Думается, однако, что царь в данном случае ошибся и этой своей ошибкой лишил душевного покоя Бориса Петровича и омрачил последние месяцы его жизни. Они протекали невесело. К тяжелой болезни прибавились одиночество, чувство обиды, страха и трепета перед царем. Послушаем, как он, терзаемый тоской, изливал душу самому близкому ему человеку – адмиралу Апраксину: К болезни моей смертной и печаль мене снедает, что вы, государь мой, присный друг и благодетель и брат, оставили и не упомянитися мене писанием братским, христианским посетить в такой болезни братскою любовью и писанием пользовать. Главным содержанием прочих писем Шереметева – а отсылал он их царю, А. В. Макарову, Ф. М. Апраксину, А. Д. Меншикову – были известия о состоянии здоровья, жалобы на одиночество и попытки оправдаться перед царем.

14 июня 1718 года фельдмаршал отправил два письма: одно царю, другое Меншикову. Почти одинаковыми словами описывает он свою болезнь. Она, сообщал фельдмаршал царю, час от часу круче умножается – ни встать, ни ходить не могу, а опухоль на ногах моих такая стала, что видеть страшно, и доходит уже до самого живота, и, по-видимому, сия моя болезнь знатно, что уже ко окончанию живота моего.

Шереметев сокрушался, что не мог выполнить царского указа о приезде в Петербург, и, догадываясь о сомнениях Петра относительно состояния своего здоровья, обращался к нему с просьбой: …в той моей болезни повелеть освидетельствовать, кому в том изволите поверить. Меншикова он тоже просит при случае сказать Петру: …дабы его величество в моем неприбытии не изволил гневу содержать130.

Обращение Бориса Петровича к царю осталось без ответа.
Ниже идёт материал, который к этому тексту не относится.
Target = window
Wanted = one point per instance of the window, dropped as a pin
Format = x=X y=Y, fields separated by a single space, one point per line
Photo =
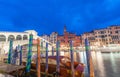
x=25 y=37
x=19 y=37
x=2 y=38
x=11 y=37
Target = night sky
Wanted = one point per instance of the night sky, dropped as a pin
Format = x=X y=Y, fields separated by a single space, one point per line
x=46 y=16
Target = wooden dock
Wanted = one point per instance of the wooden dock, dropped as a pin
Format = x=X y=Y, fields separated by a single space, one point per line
x=14 y=70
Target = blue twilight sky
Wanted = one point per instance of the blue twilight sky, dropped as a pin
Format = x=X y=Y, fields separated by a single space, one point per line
x=46 y=16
Тогда он отправил письмо Макарову с уверениями, что ему не доставляет радости жизнь в Москве: Москва так стоит, как вертеп разбойничий – все пусто, только воров множитца и беспрестанно казнят – и если бы он был здоров, то ни в коей мере не пожелал бы жить в Москве, кроме неволи. И далее следуют слова, рассчитанные на уши не столько Макарова, сколько Петра: Я имею печаль, нет ли его, государева, на меня мнения, что я живу для воли своей, а не для неволи, и чтобы указал меня освидетельствовать, ежели жива застанут, какая моя скорбь и как я, на Москве будучи, обхожусь в радости. Назначение последних слов очевидно: они должны были опровергнуть кем-то нашептываемые царю сведения о его беззаботной и веселой жизни в Москве. Возможно также, что подобное представление сложилось у Петра и в результате того, что одно из писем (17 мая 1718 года) Шереметев отправил не из Москвы, а из своего села Вощажникова. Следовательно, мог рассуждать царь, Шереметеву хватило здоровья, чтобы посетить свою вотчину.
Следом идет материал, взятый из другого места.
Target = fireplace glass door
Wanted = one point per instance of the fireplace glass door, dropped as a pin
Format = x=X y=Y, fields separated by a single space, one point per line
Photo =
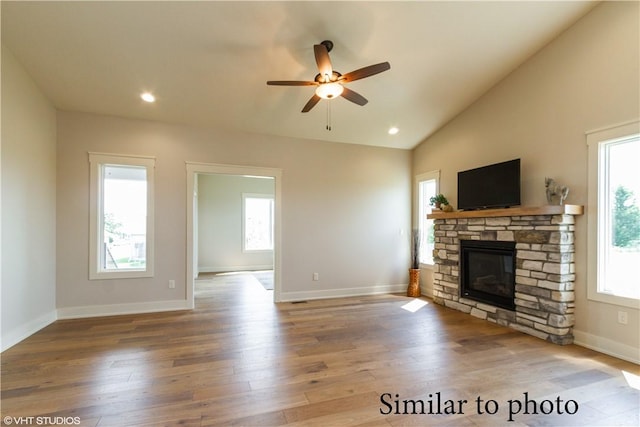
x=487 y=272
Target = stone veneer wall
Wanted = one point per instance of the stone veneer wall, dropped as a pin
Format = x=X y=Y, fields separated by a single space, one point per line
x=545 y=271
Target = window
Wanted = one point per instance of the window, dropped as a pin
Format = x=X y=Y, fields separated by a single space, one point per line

Кстати, историкам почти не известны источники хозяйственного содержания, вышедшие из-под пера Шереметева. Быть может, они не сохранились, но, скорее всего, походная жизнь фельдмаршала не предоставляла ему условий для вмешательства в повседневную жизнь своих вотчин. Лишь на исходе дней своих Борис Петрович оставил документы, позволяющие взглянуть на него как на барина, владельца многих тысяч крепостных крестьян.